- Born: 20 August 1864 Tarcento, Austrian Empire
- Died: 31 May 1931 (aged 66) Florence, Kingdom of Italy
- Known for: Angeli-Rimini reaction
- Scientific career
- Workplaces: University of Florence

= Angelo Angeli =

Italian chemist (1864–1931)

Angelo Angeli (20 August 1864 - 31 May 1931) was an Italian chemist. Angeli's salt and the Angeli–Rimini reaction are named after him.

== Scientific career ==
Angeli studied in Padua, where he met the chemist Giacomo Luigi Ciamician. When Ciamician moved to a new appointment in Bologna, he chose Angeli to work as his assistant, even before Angeli had graduated. In 1891, Angeli was awarded his doctorate in chemistry at Bologna. In 1893, he became a lecturer in Bologna, and in 1895, he became a professor. In 1894, he worked briefly in Munich with Adolf von Baeyer, learning medicinal chemistry. In 1897, he moved to the University of Palermo where he became Professor of Pharmaceutical Chemistry.

In 1913, Angeli became director of the Pharmacy School in Florence. In 1915, he became Professor of Organic Chemistry at the University of Florence (Istituto di Studi Superiori), a position that was created specifically for him.
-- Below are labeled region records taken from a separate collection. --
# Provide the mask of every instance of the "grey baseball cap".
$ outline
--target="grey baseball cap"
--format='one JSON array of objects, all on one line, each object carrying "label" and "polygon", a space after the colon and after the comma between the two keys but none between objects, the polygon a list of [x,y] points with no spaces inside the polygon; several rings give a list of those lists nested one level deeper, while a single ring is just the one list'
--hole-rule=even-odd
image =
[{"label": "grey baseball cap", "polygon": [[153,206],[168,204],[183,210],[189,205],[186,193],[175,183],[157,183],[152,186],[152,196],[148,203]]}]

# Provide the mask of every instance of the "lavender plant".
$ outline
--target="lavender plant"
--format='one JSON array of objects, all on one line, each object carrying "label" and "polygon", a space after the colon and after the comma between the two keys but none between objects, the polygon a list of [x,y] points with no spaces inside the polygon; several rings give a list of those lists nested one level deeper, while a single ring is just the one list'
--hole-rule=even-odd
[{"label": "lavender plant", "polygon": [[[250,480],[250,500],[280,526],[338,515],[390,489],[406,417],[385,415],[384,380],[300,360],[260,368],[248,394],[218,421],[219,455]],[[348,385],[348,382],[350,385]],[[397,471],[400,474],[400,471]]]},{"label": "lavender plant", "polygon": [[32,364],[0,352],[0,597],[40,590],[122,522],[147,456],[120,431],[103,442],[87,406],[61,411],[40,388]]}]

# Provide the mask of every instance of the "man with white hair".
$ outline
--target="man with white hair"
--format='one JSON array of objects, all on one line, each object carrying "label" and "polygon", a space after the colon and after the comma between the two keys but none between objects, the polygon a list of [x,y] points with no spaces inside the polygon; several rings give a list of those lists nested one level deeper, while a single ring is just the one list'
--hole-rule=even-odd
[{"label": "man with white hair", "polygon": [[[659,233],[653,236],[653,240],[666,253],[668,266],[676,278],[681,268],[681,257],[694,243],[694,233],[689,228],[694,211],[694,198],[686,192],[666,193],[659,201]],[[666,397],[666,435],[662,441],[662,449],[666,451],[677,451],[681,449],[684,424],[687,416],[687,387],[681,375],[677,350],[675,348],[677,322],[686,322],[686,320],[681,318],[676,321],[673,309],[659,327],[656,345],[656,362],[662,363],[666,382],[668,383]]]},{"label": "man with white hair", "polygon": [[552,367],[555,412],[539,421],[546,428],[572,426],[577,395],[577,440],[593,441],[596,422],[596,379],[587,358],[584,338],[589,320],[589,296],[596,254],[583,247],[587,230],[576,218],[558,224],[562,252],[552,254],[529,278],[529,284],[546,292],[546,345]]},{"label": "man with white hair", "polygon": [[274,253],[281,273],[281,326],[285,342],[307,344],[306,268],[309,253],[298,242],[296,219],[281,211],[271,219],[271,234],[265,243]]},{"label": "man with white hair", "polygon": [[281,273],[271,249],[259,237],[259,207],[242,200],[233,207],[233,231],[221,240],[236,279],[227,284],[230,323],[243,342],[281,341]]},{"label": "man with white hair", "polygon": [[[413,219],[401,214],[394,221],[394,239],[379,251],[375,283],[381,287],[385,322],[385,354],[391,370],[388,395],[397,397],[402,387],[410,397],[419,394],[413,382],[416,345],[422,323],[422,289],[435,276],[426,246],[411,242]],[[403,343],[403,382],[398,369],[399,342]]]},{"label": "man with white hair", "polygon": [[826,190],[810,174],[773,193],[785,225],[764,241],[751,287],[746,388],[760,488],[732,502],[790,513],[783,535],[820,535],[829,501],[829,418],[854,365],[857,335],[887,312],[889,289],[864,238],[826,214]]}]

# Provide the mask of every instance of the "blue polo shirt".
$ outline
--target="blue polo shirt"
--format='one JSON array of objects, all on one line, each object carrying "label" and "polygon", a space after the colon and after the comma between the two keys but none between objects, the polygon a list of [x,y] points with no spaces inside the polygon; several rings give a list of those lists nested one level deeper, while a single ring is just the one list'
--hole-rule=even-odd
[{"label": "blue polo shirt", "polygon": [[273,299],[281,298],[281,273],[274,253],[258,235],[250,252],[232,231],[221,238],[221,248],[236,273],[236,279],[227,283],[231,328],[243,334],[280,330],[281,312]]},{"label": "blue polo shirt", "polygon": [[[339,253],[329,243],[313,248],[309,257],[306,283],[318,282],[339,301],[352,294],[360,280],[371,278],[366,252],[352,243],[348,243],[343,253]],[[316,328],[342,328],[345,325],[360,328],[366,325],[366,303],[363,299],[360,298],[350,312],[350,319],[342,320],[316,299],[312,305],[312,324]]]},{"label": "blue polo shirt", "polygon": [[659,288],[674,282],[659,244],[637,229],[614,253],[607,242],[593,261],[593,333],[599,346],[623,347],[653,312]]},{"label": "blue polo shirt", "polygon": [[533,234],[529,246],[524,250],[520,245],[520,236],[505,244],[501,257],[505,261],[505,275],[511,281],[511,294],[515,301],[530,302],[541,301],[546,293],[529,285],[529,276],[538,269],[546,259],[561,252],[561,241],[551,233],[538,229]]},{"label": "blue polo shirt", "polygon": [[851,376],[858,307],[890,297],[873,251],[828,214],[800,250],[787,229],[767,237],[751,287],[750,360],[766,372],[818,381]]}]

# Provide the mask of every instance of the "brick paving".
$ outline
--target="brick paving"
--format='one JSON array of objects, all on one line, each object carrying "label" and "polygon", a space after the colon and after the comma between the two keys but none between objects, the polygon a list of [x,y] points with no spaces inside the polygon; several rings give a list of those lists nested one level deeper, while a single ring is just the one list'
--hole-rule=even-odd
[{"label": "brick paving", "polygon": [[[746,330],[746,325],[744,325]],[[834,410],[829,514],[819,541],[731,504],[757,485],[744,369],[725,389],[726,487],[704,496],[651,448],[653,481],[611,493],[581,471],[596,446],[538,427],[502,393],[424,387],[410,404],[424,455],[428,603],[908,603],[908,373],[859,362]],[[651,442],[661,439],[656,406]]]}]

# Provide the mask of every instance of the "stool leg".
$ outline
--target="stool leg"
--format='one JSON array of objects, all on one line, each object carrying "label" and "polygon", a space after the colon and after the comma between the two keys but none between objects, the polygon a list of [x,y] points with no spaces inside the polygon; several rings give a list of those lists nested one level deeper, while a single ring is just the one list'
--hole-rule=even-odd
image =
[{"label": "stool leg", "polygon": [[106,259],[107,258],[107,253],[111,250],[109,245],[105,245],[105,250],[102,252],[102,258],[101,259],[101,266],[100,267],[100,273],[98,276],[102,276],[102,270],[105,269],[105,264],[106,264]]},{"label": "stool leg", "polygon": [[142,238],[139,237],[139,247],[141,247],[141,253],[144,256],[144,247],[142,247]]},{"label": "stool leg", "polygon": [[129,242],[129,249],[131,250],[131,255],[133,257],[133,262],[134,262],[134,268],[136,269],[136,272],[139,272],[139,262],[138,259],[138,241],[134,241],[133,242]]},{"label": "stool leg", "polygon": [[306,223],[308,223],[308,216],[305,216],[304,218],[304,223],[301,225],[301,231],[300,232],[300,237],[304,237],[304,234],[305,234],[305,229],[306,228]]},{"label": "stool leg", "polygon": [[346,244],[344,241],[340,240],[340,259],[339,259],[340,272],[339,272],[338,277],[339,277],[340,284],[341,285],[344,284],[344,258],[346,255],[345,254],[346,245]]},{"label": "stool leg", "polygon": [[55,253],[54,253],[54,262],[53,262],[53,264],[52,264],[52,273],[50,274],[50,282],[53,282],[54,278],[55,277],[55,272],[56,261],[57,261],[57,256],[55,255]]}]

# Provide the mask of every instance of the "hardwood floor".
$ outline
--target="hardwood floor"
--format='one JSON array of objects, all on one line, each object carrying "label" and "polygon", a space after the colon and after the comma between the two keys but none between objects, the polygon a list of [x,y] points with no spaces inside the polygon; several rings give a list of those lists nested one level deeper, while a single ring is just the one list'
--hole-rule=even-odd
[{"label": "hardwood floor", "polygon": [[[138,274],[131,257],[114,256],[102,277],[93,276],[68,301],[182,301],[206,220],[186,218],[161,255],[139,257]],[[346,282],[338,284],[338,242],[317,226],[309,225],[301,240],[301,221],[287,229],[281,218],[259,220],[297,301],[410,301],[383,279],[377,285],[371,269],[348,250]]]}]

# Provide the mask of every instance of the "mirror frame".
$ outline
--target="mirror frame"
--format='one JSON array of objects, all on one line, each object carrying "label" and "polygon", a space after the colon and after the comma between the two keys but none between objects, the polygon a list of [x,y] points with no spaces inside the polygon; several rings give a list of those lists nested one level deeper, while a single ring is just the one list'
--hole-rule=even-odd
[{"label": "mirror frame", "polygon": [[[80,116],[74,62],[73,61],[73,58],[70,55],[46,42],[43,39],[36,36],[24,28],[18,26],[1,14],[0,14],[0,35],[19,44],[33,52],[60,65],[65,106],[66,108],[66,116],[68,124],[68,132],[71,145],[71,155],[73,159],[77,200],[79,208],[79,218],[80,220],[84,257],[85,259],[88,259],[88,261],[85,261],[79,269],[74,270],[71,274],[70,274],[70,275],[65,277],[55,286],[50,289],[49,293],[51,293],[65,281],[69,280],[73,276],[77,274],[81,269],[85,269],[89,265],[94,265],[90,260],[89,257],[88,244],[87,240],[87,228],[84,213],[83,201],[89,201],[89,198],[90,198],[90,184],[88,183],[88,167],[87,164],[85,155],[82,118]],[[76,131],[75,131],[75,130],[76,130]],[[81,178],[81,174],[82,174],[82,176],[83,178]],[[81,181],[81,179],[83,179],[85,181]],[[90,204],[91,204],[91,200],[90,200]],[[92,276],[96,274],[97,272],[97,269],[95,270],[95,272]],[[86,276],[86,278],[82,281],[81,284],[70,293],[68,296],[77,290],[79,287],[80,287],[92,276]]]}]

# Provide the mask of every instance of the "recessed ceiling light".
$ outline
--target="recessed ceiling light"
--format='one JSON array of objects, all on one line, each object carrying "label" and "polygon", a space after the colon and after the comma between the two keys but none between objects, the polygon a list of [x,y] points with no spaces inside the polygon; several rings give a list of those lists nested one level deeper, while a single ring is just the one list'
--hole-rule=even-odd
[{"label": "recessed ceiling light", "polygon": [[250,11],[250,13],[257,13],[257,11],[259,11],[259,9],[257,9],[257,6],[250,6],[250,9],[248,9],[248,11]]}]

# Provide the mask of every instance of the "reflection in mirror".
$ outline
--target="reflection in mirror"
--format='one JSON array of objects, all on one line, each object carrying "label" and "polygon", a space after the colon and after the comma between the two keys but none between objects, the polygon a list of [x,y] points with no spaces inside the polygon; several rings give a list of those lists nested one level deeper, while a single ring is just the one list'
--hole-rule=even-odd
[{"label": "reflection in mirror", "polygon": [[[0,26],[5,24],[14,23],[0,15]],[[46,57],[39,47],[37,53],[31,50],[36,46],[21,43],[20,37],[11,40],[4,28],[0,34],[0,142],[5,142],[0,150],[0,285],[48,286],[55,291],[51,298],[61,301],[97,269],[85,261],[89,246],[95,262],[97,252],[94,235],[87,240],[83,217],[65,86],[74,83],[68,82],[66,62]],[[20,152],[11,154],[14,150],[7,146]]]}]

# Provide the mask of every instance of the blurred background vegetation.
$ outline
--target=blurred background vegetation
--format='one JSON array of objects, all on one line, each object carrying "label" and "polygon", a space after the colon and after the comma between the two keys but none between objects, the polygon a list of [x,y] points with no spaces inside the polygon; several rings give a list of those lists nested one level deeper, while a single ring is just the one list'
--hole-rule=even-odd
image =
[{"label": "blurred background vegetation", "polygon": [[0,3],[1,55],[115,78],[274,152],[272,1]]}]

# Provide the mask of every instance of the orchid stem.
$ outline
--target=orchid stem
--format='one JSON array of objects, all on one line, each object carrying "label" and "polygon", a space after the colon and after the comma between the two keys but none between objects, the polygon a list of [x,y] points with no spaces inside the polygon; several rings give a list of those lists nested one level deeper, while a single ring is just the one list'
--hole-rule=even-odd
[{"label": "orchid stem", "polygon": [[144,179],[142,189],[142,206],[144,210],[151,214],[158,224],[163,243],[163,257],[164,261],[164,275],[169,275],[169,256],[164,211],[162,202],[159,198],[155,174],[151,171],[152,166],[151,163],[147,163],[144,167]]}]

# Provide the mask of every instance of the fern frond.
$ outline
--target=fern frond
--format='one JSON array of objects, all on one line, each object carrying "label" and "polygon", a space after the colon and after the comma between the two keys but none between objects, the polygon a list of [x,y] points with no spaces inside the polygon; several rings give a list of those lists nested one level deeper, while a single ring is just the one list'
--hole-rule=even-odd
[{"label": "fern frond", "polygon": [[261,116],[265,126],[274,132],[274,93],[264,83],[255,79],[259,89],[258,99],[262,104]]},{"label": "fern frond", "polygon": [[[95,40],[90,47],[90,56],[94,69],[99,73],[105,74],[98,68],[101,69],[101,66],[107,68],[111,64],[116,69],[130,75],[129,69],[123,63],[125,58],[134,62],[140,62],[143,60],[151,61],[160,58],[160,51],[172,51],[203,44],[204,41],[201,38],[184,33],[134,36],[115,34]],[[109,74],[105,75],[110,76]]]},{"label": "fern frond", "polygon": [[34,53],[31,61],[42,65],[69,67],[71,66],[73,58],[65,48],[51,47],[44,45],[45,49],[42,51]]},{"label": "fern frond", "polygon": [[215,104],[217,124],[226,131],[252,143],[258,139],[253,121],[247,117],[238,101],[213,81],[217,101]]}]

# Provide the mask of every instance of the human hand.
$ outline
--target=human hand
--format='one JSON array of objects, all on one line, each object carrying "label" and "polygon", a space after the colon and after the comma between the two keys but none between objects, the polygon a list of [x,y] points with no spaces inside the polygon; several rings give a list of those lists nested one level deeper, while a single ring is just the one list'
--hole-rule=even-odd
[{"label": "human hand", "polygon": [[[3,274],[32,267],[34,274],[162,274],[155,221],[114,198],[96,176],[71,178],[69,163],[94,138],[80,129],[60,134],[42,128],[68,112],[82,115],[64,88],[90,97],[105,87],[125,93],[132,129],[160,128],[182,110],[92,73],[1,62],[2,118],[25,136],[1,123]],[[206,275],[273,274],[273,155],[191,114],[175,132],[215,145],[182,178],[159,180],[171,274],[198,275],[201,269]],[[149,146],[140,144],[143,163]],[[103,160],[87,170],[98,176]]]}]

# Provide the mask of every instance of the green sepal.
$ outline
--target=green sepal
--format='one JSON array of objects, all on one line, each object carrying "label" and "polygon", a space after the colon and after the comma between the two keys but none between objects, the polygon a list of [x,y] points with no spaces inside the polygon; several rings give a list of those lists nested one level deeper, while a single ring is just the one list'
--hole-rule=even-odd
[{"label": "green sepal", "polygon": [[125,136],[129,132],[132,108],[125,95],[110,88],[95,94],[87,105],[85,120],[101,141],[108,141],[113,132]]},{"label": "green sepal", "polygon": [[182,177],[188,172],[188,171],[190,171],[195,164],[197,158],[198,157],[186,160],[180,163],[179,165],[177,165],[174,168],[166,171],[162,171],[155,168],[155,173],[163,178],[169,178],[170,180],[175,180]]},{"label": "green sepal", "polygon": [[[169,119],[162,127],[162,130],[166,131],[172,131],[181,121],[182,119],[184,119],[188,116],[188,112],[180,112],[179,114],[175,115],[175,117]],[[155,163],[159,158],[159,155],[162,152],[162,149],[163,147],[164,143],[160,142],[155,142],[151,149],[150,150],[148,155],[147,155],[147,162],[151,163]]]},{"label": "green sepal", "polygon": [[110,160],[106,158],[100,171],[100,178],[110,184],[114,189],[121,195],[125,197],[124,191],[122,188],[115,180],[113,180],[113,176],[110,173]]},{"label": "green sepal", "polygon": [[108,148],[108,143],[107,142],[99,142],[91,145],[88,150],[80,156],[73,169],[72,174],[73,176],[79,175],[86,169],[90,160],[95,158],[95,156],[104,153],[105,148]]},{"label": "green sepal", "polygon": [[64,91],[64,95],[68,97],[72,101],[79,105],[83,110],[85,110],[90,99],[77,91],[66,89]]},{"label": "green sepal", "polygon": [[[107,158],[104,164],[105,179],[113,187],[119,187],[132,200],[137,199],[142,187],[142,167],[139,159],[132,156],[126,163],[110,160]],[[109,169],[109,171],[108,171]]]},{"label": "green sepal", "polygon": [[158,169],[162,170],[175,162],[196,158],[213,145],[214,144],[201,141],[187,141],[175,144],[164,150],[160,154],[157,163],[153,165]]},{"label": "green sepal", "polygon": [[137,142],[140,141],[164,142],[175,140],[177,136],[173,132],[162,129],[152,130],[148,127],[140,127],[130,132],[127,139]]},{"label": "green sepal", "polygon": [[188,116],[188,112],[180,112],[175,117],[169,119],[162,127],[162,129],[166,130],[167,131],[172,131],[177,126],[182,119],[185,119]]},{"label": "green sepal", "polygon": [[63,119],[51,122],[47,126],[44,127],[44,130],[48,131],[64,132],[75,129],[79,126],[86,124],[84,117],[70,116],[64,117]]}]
Angeli focused on nitrogen compounds. He investigated the structure of hydrazoic acid, synthesised nitrohydroxylamine (1894), and discovered the nitroxyl radical. The Angeli-Rimini reaction (1896) for the detection of aldehydes was named after him and his student Enrico Rimini. He discovered sodium trioxodinitrate, which is known as Angeli's salt. He confirmed the structure of the camphor which had been by proposed by Julius Bredt in 1893.

He was a member of the Accademia dei Lincei, the Royal Society of Sciences in Uppsala (1919) and the Bavarian Academy of Sciences (1928) and an honorary member of the German Chemical Society.